You recently performed at the legendary Half Note Jazz Club, along with George Kontrafouris. How was this experience?

It was a beautifully challenging experience. Fouris is a world-class musician who is open to just about any creative energy that comes his way. He is adventurous and very positive and really kept us on our toes. It was a lot of fun! He has a child-like spirit.

We played three performances at Half Note Jazz Club, with a different guest each time. The other two were Mihalis Kapilidis, who is a wonderful groovy drummer that always makes you move and, Thodoris Kotsifas, who is a beautiful composer and sweet-spirited guitarist.

Which 3 tracks of yours would you recommend a total unaware listener to start with Human Touch and why?

Yianni Mou To Mantili Sou‘ is an arrangement of a Greek traditional song that really brings out a travelogue aspect of the group’s colourful emotions.

Οτ’ Κατς‘ (Odd Cats) is a groove-oriented odd-rhythm tune. It brings out a funky rhythmic approach that is unique to Human Touch .

Slainte‘ is a sort of pop-like vocal tune that has some Irish colour to it. Add a 7/8 shuffle groove to that and you come up with some more of those things that make the group what it is.

I would mention several more tunes, each with its own characteristics, but you asked for three. There’s much variety to the group’s personalities.

Flashback now! What can you recall of your “Libra Music” era back in the mid 2000’s?

That was a creative period; many days in the studio where we would just flowingly follow our instinct. The ‘Movin’‘ album just unfolded day by day. That was also the last period where a record company was part of the picture. Now studio experiences are much quicker. Back then we would almost live together in that studio environment.

How would you describe the Greek contemporary jazz scene at the moment? Any emerging bands/acts we should take notice of?

The scene is becoming richer and richer! There are many choices, on any given day, if someone wants to go out and hear live music.  There are over 100 exceptional musicians on the Athens jazz scene alone and many of them write and play original music. That, to me, sounds healthy. When any musician has an introspective side to his or her craft there’s liable to be honesty in what they produce. I think Greece still allows the space for that sincerity and it shows in the music.


What should we expect from your live appearance at FAUST Bar-Theatre-Arts on March 25th? Any clues?

You can expect to hear some material you haven’t heard before.
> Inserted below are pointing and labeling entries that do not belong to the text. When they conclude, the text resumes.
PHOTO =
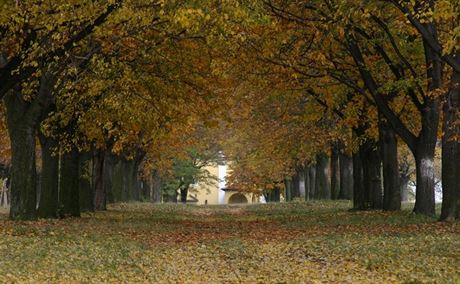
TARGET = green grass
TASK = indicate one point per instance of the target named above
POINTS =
(273, 243)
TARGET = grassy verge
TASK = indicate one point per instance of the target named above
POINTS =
(290, 243)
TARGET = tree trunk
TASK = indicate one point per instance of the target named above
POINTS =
(306, 175)
(23, 181)
(107, 178)
(49, 185)
(288, 190)
(426, 142)
(118, 181)
(86, 192)
(68, 189)
(335, 172)
(451, 151)
(323, 187)
(389, 148)
(296, 184)
(312, 178)
(128, 175)
(157, 187)
(100, 198)
(359, 200)
(346, 176)
(372, 176)
(184, 194)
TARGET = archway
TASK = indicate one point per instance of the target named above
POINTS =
(237, 198)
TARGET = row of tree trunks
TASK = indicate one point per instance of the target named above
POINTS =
(49, 185)
(391, 182)
(69, 181)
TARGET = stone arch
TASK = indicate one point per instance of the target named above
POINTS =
(237, 198)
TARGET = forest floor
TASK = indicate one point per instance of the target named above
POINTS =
(318, 242)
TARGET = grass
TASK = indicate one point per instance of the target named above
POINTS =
(317, 242)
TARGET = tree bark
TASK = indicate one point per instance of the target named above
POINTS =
(312, 178)
(288, 189)
(184, 194)
(372, 176)
(157, 187)
(23, 119)
(118, 181)
(68, 189)
(346, 176)
(335, 172)
(359, 200)
(49, 185)
(85, 188)
(323, 186)
(307, 182)
(99, 178)
(389, 149)
(451, 151)
(23, 181)
(107, 178)
(296, 184)
(128, 175)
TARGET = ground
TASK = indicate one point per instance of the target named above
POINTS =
(319, 242)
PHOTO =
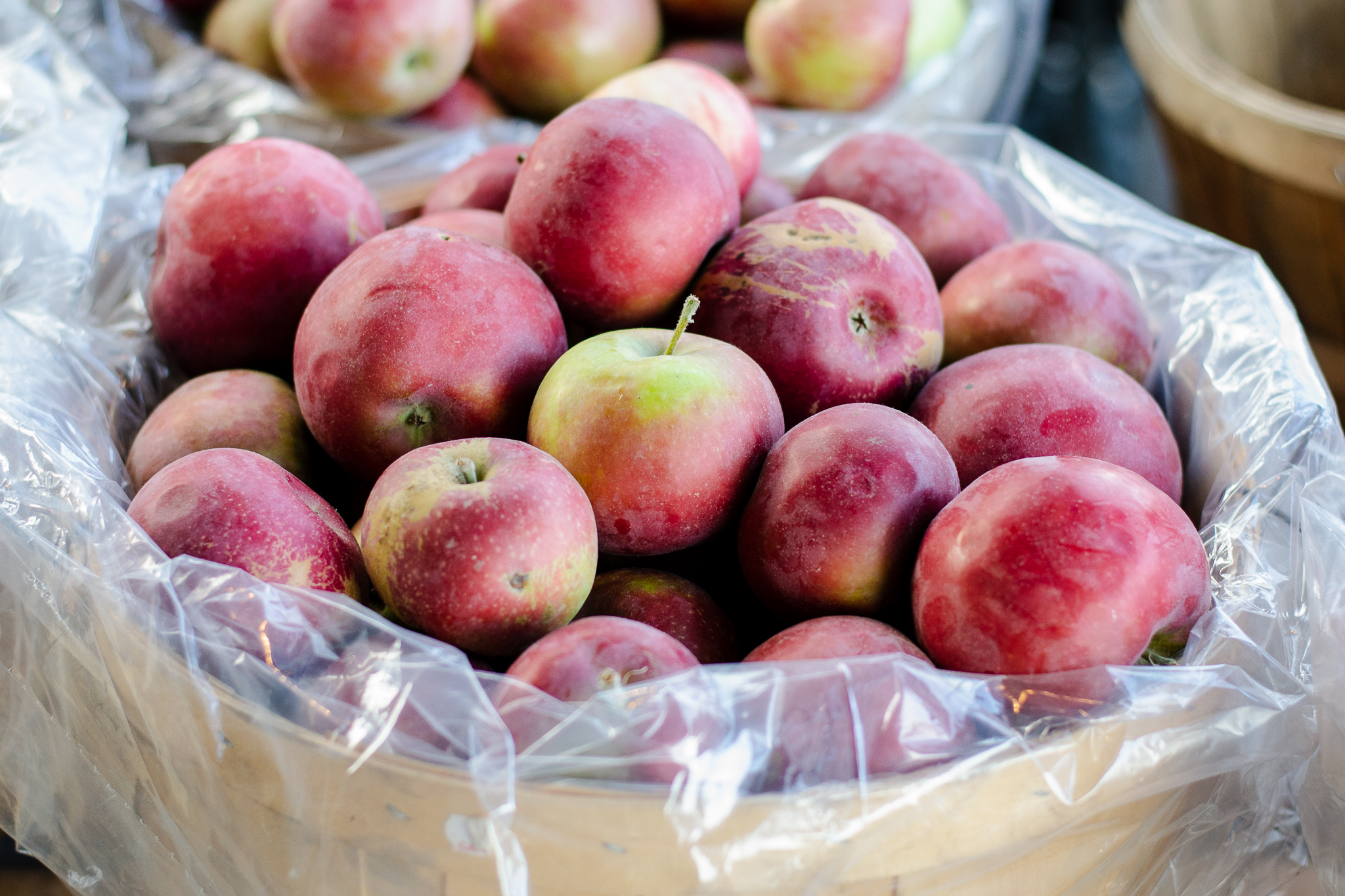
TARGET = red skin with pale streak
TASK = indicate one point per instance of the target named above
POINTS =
(1043, 400)
(545, 55)
(423, 336)
(1056, 563)
(837, 516)
(833, 303)
(834, 639)
(489, 566)
(482, 182)
(1046, 292)
(617, 207)
(463, 105)
(726, 56)
(241, 509)
(671, 605)
(246, 237)
(228, 409)
(704, 96)
(944, 213)
(599, 653)
(764, 196)
(373, 58)
(478, 223)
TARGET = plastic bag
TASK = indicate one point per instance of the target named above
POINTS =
(177, 726)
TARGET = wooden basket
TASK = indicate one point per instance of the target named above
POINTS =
(1251, 96)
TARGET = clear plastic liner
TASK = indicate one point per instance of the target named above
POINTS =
(179, 727)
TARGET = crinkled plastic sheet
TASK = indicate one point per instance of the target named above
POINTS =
(179, 727)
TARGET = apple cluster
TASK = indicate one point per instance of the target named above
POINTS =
(916, 435)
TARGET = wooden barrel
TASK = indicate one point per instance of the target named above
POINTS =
(1251, 96)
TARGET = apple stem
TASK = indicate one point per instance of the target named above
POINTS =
(688, 313)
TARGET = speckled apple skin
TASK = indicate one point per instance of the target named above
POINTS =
(944, 213)
(1043, 291)
(245, 240)
(1056, 563)
(617, 207)
(599, 653)
(482, 182)
(1042, 400)
(827, 54)
(423, 336)
(489, 566)
(704, 96)
(667, 448)
(834, 639)
(671, 605)
(227, 409)
(833, 303)
(837, 516)
(245, 511)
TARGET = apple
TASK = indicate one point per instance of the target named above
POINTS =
(1044, 400)
(545, 55)
(831, 300)
(666, 433)
(374, 58)
(617, 207)
(1043, 291)
(1056, 563)
(423, 336)
(944, 213)
(671, 605)
(482, 182)
(837, 516)
(487, 544)
(228, 409)
(704, 96)
(599, 653)
(246, 237)
(827, 54)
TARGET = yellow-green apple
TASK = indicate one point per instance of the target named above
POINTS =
(545, 55)
(666, 436)
(944, 213)
(227, 409)
(1056, 563)
(487, 544)
(618, 203)
(1043, 291)
(1043, 400)
(423, 336)
(827, 54)
(373, 58)
(245, 240)
(831, 300)
(704, 96)
(837, 516)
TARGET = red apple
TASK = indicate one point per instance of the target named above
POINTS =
(246, 237)
(1056, 563)
(944, 213)
(837, 516)
(377, 56)
(544, 55)
(617, 207)
(671, 605)
(831, 300)
(228, 409)
(1046, 292)
(1044, 400)
(482, 182)
(483, 543)
(423, 336)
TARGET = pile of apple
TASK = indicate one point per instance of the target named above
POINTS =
(1016, 509)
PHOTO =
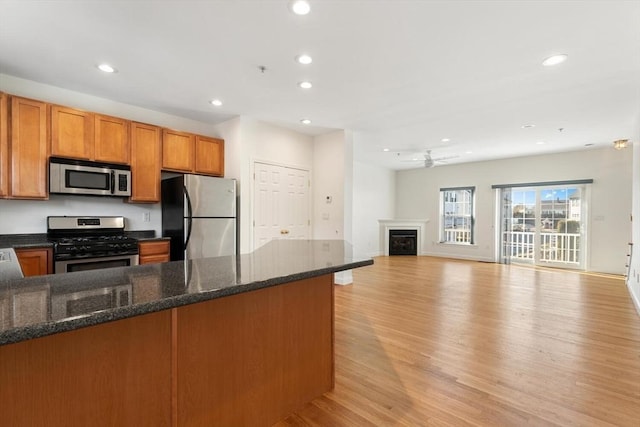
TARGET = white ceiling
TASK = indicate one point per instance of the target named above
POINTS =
(400, 74)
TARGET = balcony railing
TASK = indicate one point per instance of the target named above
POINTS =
(553, 247)
(457, 235)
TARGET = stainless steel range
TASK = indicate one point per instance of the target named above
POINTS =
(89, 243)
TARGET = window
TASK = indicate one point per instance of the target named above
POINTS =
(456, 221)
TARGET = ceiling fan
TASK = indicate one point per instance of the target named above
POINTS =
(428, 160)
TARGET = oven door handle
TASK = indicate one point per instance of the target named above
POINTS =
(189, 217)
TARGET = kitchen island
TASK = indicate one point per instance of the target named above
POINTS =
(217, 341)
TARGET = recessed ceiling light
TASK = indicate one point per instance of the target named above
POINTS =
(106, 68)
(555, 60)
(304, 59)
(300, 7)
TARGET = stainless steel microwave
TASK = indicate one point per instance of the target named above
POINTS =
(68, 176)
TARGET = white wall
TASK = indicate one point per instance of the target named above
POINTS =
(373, 199)
(633, 281)
(28, 216)
(328, 182)
(417, 195)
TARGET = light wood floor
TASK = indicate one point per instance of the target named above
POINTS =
(428, 341)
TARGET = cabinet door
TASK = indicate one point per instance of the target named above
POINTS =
(209, 156)
(4, 146)
(177, 150)
(111, 139)
(35, 262)
(28, 149)
(145, 163)
(155, 251)
(71, 133)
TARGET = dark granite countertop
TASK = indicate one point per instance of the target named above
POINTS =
(17, 241)
(44, 305)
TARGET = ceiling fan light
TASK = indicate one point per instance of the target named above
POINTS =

As you pointed out above, we have released 2 CDs as a group, but we have material for another 3.  Lately we’ve added more to that.  We may also visit some of the much older stuff as well as material that we just wrote or have been introduced to through our latest Half-Note appearances.

What holds the future for Human Touch?

We’d love to do something large, maybe with a symphony orchestra or with an especially challenging/inspiring guest to write music for. When “the future” becomes “the now” we’ll know.

End this one the way you wish. Anything you’d like to add and haven’t been asked maybe?

The music that is heard publicly is only the tip of the iceberg when it comes to each musician’s/writer’s artistic existence and relationship. I think we all wish to share some of those spontaneous “imperfect” creative moments that are magical beyond our realization. These are moments where the music flows unhindered, where there’s no time or conscious effort, just the witnessing of something revealing itself before you. These are the moments where we disappear and where art lives and breathes.